The erosion in the value of money increases the value of the assets held. (This is the convergence referred to earlier). Still, we can see that there has been a fall in the number of companies across all asset size ranges up to Rs 500 crore.

Even 10 per cent or more annual inflation cannot wipe out the millions of small borrowers who could constitute the customer base of small finance companies up to Rs 500 crore asset size. What is happening to them?

They continue to exist. But, given the RBI’s heavy-handed approach to curtailing the activities of NBFCs, they are left high and dry by the “organised” financial system, as the banks anyway do not deal much with them.

Pawn brokers

It does not need much imagination to find out where the people go to satisfy their requirements for consumption finance and small business finance — straight to the local pawn broker.

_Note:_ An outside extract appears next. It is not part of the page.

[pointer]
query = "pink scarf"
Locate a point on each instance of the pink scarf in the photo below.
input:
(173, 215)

It was reported that on June 24, 90 sovereigns of gold jewellery were burgled from a pawn broker in Adyar area in Chennai. The market value of that gold in stock is nearly Rs 20 lakh. How much loans would the pawn broker have made on that collateral? At least Rs 12 lakh, that is, his entire capital.

More critical here: how much of additional loans would the pawn broker be able to make if he is able to leverage his capital (of Rs 12 lakh) with borrowings?

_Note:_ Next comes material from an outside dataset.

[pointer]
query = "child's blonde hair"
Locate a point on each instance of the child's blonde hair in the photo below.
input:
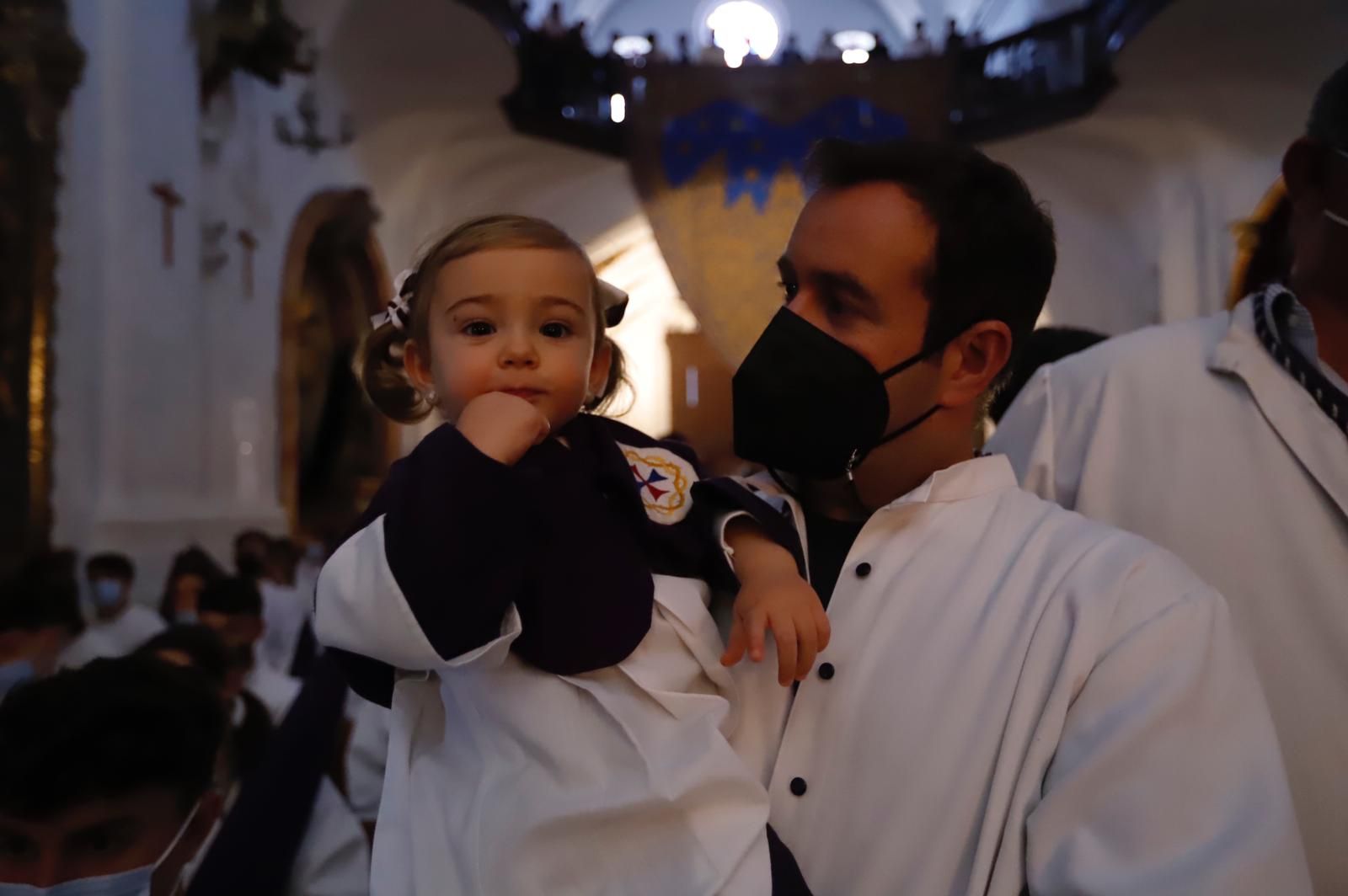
(381, 359)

India is likely to have lakhs of pawn-brokers. (We can also understand the key role gold plays here as business collateral).

No great secret here — only that the RBI seems to be oblivious to all this.

At the all-India level, it is estimated that the recurring credit requirements of such small/micro businesses and households aggregate as much as Rs 20,00,000 crore — 80 per cent of which is met from the non-formal sector.

But what does the RBI have in mind? Its Governor has recently been quoted: “NBFCs should continue to be regulated by RBI as credit creation by non-banks should also be regulated by the central bank for “effective monetary policy.”

One wonders what is there left to regulate deposit-taking NBFCs.

All in all, what we have is a bias against NBFCs, bordering almost on apartheid.

What else is one to conclude when the RBI puts up a Rs 25,000 crore liquidity window to support (arguably undeserving) corporate/HNI investors of debt mutual funds post July 15, 2013; but drives the small non-bank finance company out of business; and, denies an essential service to the small borrower.

From a larger perspective, these are the wages of the central bank not having a single-point economic objective; and, therefore, taking recourse to omnibus bans such as those on NBFCs; and arbitrary moves such as liquidity support to mutual funds.